Her ability to shunt aside the terrible assault and focus on that tiny sliver of knowledge she had gained kept her sane. Her determination to overcome her captivity and return with that knowledge gave her purpose.
Now she feigned unconsciousness, a new ploy in her struggle with her captors. Unless they possessed finer skills than she had so far encountered, her charade was undetected: to them she appeared incapacitated. This counterfeit lack of awareness was her first successful conjuration since her captivity began. She risked just enough body awareness to ensure that her breathing was slow and shallow, even though she suspected the Deathpriests who studied her still knew too little about humans to understand what physical signs to observe. No, her struggle was in the mind, and there she would eventually triumph. She had learned more about her captors than they had about her, she was certain.

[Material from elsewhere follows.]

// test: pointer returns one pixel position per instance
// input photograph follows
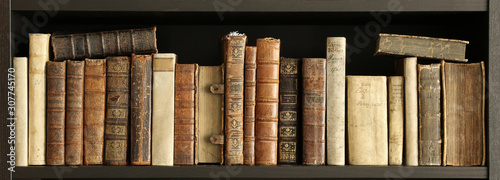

Individually the Dasati were no match for her, nor even for one of her more advanced students back home. She had no doubt without the snare concocted by Leso Varen to disorient her, she would have easily disposed of the two Deathpriests who had seized her. But Varen was a force to reckon with, a necromancer with centuries of experience, and she alone would be hard pressed to best him: three times one of his bodies had been killed that to her knowledge,’ by multiple foes and taken by surprise, but still he survived. Between Varen and the Deathpriests, she had been quickly overwhelmed.